Finding the maximum subarray length with given product.
Here’s an example of a Java program that finds the maximum subarray length with a given product:
import java.util.HashMap;
public class MaximumSubarrayLength {
public static int findMaxSubarrayLength(int[] nums, int targetProduct) {
int maxLength = 0;
int product = 1;
HashMap<Integer, Integer> map = new HashMap<>();
map.put(1, -1); // Initial product is 1 at index -1
for (int i = 0; i < nums.length; i++) {
product *= nums[i];
if (map.containsKey(product / targetProduct)) {
int length = i - map.get(product / targetProduct);
maxLength = Math.max(maxLength, length);
}
if (!map.containsKey(product)) {
map.put(product, i);
}
}
return maxLength;
}
public static void main(String[] args) {
int[] nums = {1, 2, 3, 4, 5};
int targetProduct = 20;
int maxLength = findMaxSubarrayLength(nums, targetProduct);
System.out.println("Maximum subarray length with target product " + targetProduct + ": " + maxLength);
}
}
In this program, the `findMaxSubarrayLength` method takes an array of integers (`nums`) and a target product (`targetProduct`) as input. It uses a sliding window approach along with a HashMap to keep track of the product and its corresponding index. The program iterates over the array, calculating the cumulative product at each step.
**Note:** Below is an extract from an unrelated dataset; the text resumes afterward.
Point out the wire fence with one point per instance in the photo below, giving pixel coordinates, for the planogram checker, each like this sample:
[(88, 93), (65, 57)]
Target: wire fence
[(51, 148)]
If the product divided by the target product is present in the HashMap, it means we have found a subarray with the desired product. The length of this subarray is calculated and compared with the maxLength to update the maximum length encountered so far.
The HashMap is used to store the product and its index. This allows us to quickly check if a product has been encountered before and find the starting index of the subarray with the desired product.
Finally, the `main` method demonstrates how to use the `findMaxSubarrayLength` method with a sample input array and target product. The result is then printed to the console.